At Verizon Wireless, that’s no joke. There really are 60 testers driving specially equipped sport utility vehicles, constantly checking on the reliability of the company’s network, placing calls every two and a half minutes to determine the state of voice and data connections, not only of Verizon’s network but of competitors’ as well.
Indeed, federal, state and local emergency managers might want to examine such Verizon practices, because Verizon Wireless places great emphasis on redundancy and preparedness. All facilities are equipped with battery back up, and switching stations have their own generators — in addition to a fleet of portable generators that can be driven where needed. Portable “Cell on Wheels” (COWs) can provide wireless coverage when fixed facilities go out, and “Cell on Light Trucks” (COLTs) —fully outfitted trucks with their own fuel, food and emergency supplies, as well as masts and antennas – provide processing power in emergencies.
That kind of preplanning and preparedness was necessary after hurricanes Katrina and Rita, as well as four years ago in the immediate aftermath of the attacks of Sept. 11, 2001. When Hurricane Katrina struck, 20 COWs rushed to affected areas of Louisiana, Mississippi and Alabama. Over 80 percent of Verizon Wireless cell sites in the affected areas had their own generators and so could continue fielding cell calls. It enabled many areas to get their cell coverage restored quickly. After Hurricane Rita, 90 percent of cell sites in the affected areas in Texas were swiftly back on line.
It’s all part of Verizon Wireless’ emphasis on reliability, according to Maiorana. “Why does the government use one service versus another? It’s the belief, the track record, that that phone will work, that data message will go through, that phone will ring when the chips are down. And Verizon has positioned itself, through our network, to differentiate our network superiority,” he said.
A legacy of service
Maiorana comes to government sales naturally. His father worked as a Navy officer, a police officer and an undercover narcotics officer in northern New Jersey.
“Early on, I had a fond appreciation for public service and law enforcement. I understood its importance,” Maiorana recalled.
He joined what was then Bell Atlantic Mobile in 1990, after getting a master’s of business administration in finance at Montclair State College in Montclair, NJ, and held nine different positions in the rapidly expanding organization that became Verizon Wireless.
Maiorana’s appreciation for public service and the needs of government customers expresses itself in his customer relations and the spirit he instills in the organization he heads.
A culture of action
To meet government needs, Verizon Wireless offers a variety of products and services that include secure communications, broadband access and interoperability with other devices, such as personal digital assistants.
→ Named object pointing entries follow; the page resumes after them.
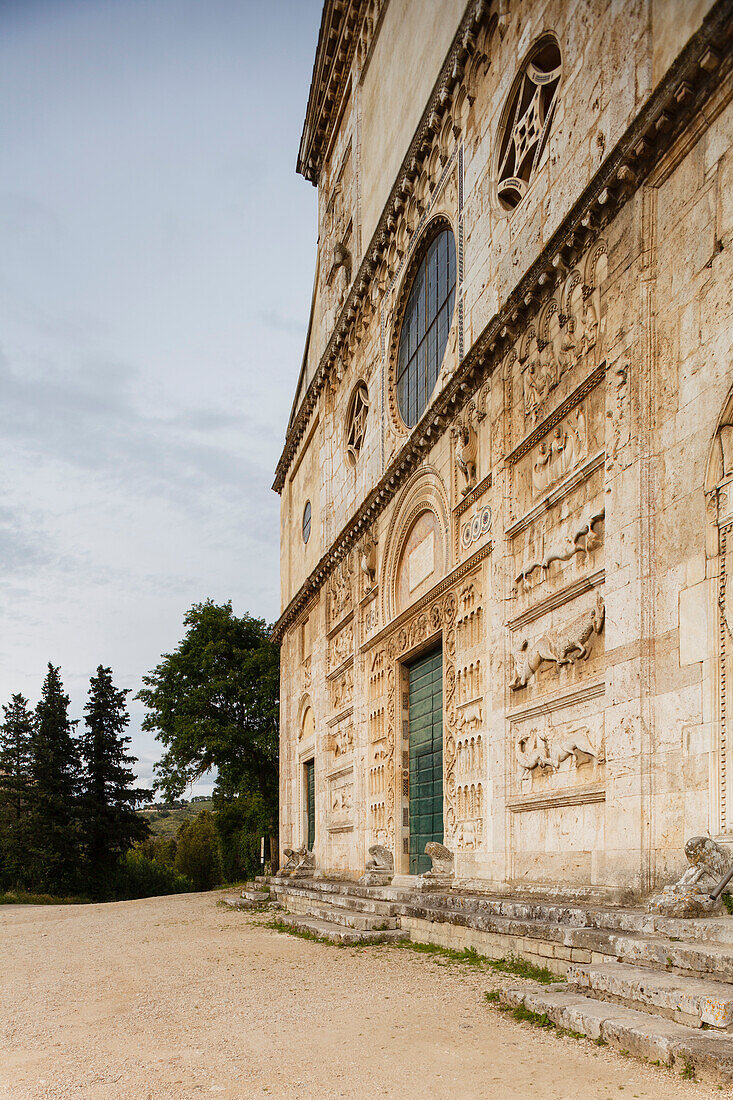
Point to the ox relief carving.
(341, 740)
(339, 591)
(559, 341)
(341, 800)
(340, 647)
(547, 750)
(558, 454)
(467, 446)
(584, 536)
(564, 646)
(342, 690)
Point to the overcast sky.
(156, 264)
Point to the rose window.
(357, 421)
(527, 122)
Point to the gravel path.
(175, 998)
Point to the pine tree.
(53, 825)
(15, 737)
(109, 822)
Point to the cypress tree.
(15, 737)
(109, 822)
(53, 825)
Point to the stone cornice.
(679, 96)
(330, 73)
(439, 102)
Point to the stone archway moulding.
(425, 492)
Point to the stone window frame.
(307, 520)
(356, 421)
(520, 105)
(434, 227)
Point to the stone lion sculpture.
(690, 895)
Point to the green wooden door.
(425, 701)
(310, 802)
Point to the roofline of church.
(337, 39)
(412, 165)
(691, 81)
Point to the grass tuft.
(469, 956)
(688, 1070)
(22, 898)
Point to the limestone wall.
(578, 576)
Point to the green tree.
(197, 851)
(53, 822)
(214, 704)
(109, 822)
(15, 754)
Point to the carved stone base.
(375, 879)
(686, 902)
(430, 881)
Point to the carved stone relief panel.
(340, 647)
(558, 652)
(341, 689)
(370, 618)
(422, 560)
(559, 750)
(565, 449)
(340, 592)
(562, 543)
(469, 620)
(340, 798)
(561, 343)
(340, 739)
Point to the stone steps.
(234, 902)
(709, 1054)
(689, 1001)
(341, 934)
(712, 960)
(343, 900)
(337, 914)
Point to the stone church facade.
(506, 485)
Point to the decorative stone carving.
(339, 591)
(299, 862)
(558, 455)
(564, 646)
(442, 870)
(441, 615)
(583, 538)
(341, 740)
(467, 448)
(536, 750)
(526, 120)
(690, 895)
(340, 647)
(342, 690)
(368, 559)
(380, 868)
(476, 527)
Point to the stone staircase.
(253, 895)
(655, 987)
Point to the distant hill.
(165, 820)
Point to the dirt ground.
(172, 998)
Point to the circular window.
(357, 421)
(526, 122)
(425, 327)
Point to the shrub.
(197, 854)
(137, 876)
(241, 822)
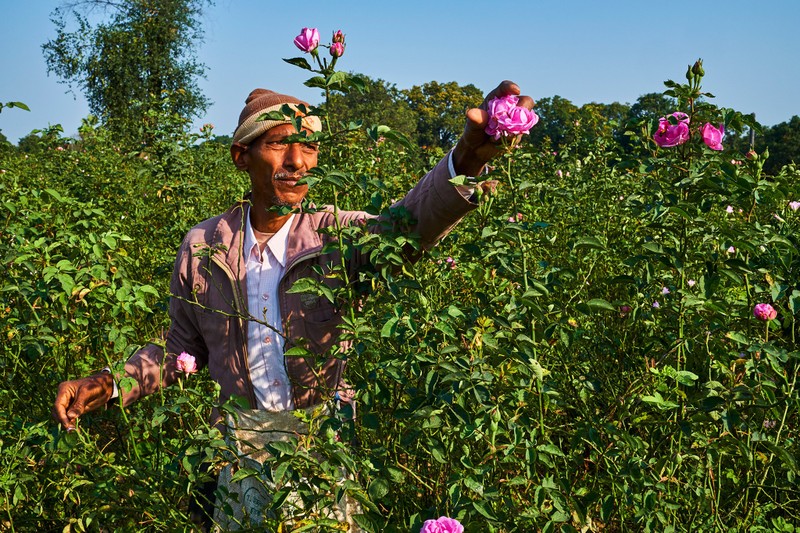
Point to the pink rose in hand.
(506, 119)
(668, 134)
(713, 136)
(443, 524)
(308, 40)
(764, 312)
(186, 363)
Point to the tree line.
(138, 71)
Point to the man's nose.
(293, 157)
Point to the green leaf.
(483, 508)
(737, 336)
(336, 78)
(599, 304)
(589, 242)
(388, 328)
(243, 473)
(378, 488)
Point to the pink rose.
(713, 136)
(506, 119)
(308, 40)
(186, 363)
(443, 524)
(668, 134)
(337, 49)
(764, 312)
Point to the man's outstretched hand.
(475, 148)
(80, 396)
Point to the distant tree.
(138, 70)
(440, 109)
(783, 141)
(380, 103)
(558, 121)
(651, 105)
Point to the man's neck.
(265, 221)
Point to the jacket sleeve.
(435, 204)
(149, 367)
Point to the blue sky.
(585, 51)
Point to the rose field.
(607, 343)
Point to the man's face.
(274, 167)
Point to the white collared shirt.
(265, 345)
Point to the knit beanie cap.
(262, 101)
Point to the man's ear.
(239, 156)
In homeland security, Verizon Wireless is working to provide first responders with communications commonality and interoperability. The company has long worked with customers such as the Federal Emergency Management Agency (FEMA) and the National Security Agency, as well as a variety of state and local agencies.
Indeed, hurricanes Katrina and Rita were almost old hat to Verizon Wireless: In the four-hurricane season of 2004, the company assisted FEMA and Florida authorities and won a major contract from that state in recognition of the work it did.
And the culture of Verizon Wireless is one of action, of moving quickly in the face of a disaster or challenge to restore service and maintain the network’s proud reliability. In 2001, that meant Maiorana drove a truck to the site of the World Trade Center to re-establish the network and make sure that residents and responders had cell phone service. In 2005, it meant that Verizon Wireless workers mobilized in the hard-hit Gulf region.
“Over the course of time, the government customer sees that commitment,” Maiorana noted. “It’s one thing to put it in your brochure and put it in your commercial, but it’s important to see it time in and time out.
“At the end of the day we’re very proud of the customer we serve. We’re dedicated to this government customer, not just here [at Verizon Wireless’ federal operations headquarters] but nationwide. Government needs to make quick decisions with reliable voice and data service.” And, he added, “We recognize that we have a patriotic duty to support homeland security and state and local law enforcement efforts.”